Ruffinelli dà voce a Malpensa e al tessile
L'incontro organizzato dalla Lega Nord ha visto ospiti Marco Reguzzoni, Giuseppe Bonomi (Sea) e Michele Tronconi di Sistema Moda Italia. A braccetto economia e politica, made in Italy e decolli
Luciana Ruffinelli sceglie di dare voce al mondo dell’economia durante la sua campagna elettorale per la riconferma in consiglio regionale. Ai Molini Marzoli non parla "la candidata": è la Lega che interloquisce con Malpensa e il tessile, punti forti identificati del territorio: entrambi colpiti dalla crisi gravemente, la prima in recupero, il secondo che resiste a denti stretti. «Accenderemo un focus sulle piccole e medie imprese nella prossima legislatura regionale» promette Ruffinelli di fronte al pubblico della Lega. «Lo abbiamo sottolineato anche con la presentazione della campagna elettorale nel Milanese, in fabbrica, a Segrate». E son o quasi le sue uniche parole: a parlare è il mondo economico.
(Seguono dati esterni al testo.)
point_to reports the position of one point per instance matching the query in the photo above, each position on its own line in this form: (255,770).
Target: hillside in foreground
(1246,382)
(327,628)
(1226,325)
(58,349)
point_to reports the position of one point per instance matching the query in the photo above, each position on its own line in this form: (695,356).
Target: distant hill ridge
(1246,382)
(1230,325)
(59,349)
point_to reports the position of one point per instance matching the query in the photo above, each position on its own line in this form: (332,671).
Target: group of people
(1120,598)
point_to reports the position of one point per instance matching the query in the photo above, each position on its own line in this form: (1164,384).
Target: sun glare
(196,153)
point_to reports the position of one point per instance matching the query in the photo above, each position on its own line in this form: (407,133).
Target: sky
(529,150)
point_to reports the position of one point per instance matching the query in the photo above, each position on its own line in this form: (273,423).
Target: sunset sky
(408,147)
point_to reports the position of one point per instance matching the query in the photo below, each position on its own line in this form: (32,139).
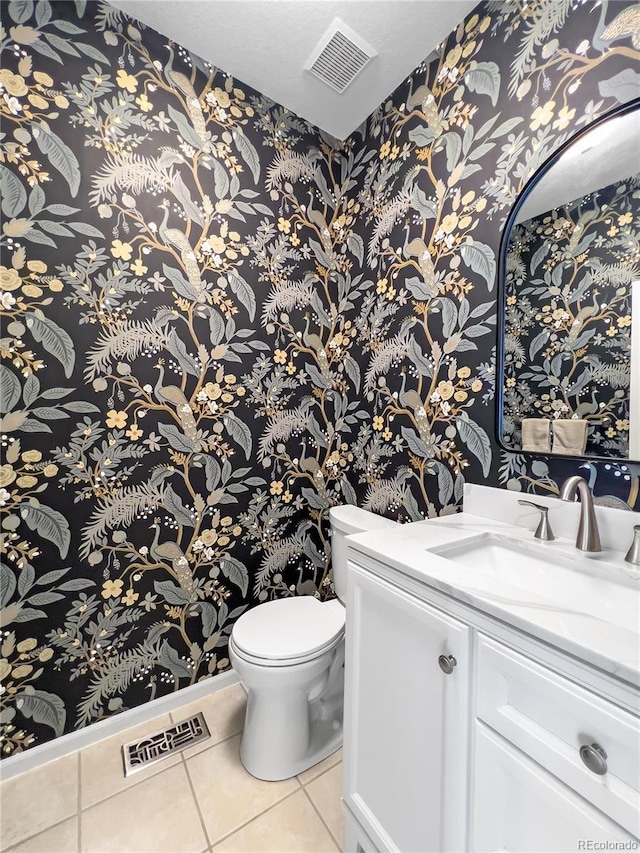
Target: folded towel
(536,435)
(569,436)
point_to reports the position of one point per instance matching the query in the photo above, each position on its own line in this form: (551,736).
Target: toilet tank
(346,520)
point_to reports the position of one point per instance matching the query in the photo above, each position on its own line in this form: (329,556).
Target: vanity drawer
(550,718)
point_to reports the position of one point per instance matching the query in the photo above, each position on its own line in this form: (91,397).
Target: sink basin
(569,582)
A Giuseppe Bonomi, presidente di Sea, e Michele Tronconi presidente di Sistema Moda Italia, "accompagnati" dal deputato Marco Reguzzoni in rappresentanza della Lega "di governo", è spettato il compito di ricostruire le vicende dei relativi settori. E se l’aeroporto, gettato in mare del dehubbing forzoso causato dalla "vecchia" Alitalia, ha mostrato, se non di nuotare come una Pellegrini, perlomeno di saper restare a galla, il tessile si dibatte ancora nelle spire della crisi, cercando quelle soluzioni di prodotto da un lato, e di protezione legislativa dall’altro (vedi proposta di legge Reguzzoni-Versace), che si ritiene possano giovare.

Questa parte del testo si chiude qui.